In the end, governments will either allow those who choose it, to be free autonomous individuals, or lose their own economic base. The movement is inevitable and there may well come a time when governments will resort to the only method they know, the use of force. It will fail, because there will be no country, or agency, or organization for them to use the force against, and by the time they have become desperate enough to make that move, the free will have already anticipated it and prepared methods of defending themselves against it.

Chaos is Freedom

In the first article of this series, I compared a successful society to a shopping mall to show how the apparent chaos of a mall is the very thing that makes a mall successful, and that all attempts to impose “order”by force would destroy that success. The remaining articles have demonstrated how the imposition of order by force or law has the same effect on all societies—because all imposed order is oppressive and destroys the freedom of individuals which is required for human success both individually and socially.
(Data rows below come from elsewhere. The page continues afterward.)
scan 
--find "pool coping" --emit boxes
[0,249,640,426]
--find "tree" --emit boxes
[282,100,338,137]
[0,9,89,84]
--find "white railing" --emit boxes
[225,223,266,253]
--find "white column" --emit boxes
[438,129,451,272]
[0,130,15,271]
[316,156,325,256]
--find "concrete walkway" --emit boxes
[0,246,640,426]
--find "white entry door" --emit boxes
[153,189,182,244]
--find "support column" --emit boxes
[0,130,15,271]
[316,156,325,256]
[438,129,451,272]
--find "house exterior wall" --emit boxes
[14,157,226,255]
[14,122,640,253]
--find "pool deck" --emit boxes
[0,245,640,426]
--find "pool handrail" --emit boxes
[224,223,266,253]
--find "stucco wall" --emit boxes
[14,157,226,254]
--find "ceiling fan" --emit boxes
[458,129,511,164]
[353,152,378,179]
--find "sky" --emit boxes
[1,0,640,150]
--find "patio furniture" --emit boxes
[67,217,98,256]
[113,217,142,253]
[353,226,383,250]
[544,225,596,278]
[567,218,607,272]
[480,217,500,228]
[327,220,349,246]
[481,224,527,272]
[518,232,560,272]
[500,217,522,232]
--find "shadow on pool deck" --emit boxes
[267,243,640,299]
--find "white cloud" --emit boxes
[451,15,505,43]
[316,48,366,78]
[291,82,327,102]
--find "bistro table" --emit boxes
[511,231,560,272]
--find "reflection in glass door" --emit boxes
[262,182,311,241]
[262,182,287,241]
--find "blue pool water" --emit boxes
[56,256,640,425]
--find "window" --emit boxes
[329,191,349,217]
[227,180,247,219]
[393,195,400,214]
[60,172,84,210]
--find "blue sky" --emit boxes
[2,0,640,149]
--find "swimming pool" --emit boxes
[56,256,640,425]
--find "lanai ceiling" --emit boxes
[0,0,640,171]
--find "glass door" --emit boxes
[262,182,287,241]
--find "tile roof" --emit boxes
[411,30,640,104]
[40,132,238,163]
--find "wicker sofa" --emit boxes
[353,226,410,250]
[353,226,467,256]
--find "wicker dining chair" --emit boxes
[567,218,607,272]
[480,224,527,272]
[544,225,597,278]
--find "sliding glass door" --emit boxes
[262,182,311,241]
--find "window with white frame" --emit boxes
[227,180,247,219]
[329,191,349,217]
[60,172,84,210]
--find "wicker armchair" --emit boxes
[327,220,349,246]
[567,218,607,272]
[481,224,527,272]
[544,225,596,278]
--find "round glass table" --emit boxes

The reason the Internet is and will play such an important part in the development of a free society is because it introduces the very kind of chaos required for human success. I want to emphasize, however, that the dreams of some, that the Internet itself is a kind of society, is a mistake. It is real people living real lives in the real world of which the presently growing and future free society consists.

Chaos on the Internet

The Internet is totally chaotic, and that chaos is the result of the principle that always results in that social chaos that is necessary to healthy prosperous societies. The use of force is not possible on the Internet. The Internet can only be used for one purpose, the communication and propagation of information. The Internet is a free market, a “shopping mall” of ideas.

The “freedom” of the Internet actually pertains to only one of those areas in which humans must be free to live successfully, freedom of speech in its widest possible meaning. Anyone can virtually say (write, transmit, show) anything on the Internet. While some countries attempt to impose restrictions on what the Internet can be used for, those attempts are largely unsuccessful within those countries, and totally unsuccessful worldwide. It is that freedom and the resulting chaos that is the reason for the Internet’s success and why it is so important to the emerging free society.

That society, like the Internet itself, is chaotic. There are no geographic boundaries, no one language, currency, or customs, and no laws at all. All the members of that society live in different parts of the world, have different interests, and engage in different kinds of work. What makes them a society is that they communicate, trade, and interact freely with one another as they choose for their own individual mutual benefit. They are without any kind of imposed order, organization, or planning beyond what individuals plan or agree to between themselves. It is totally chaotic—it is totally successful.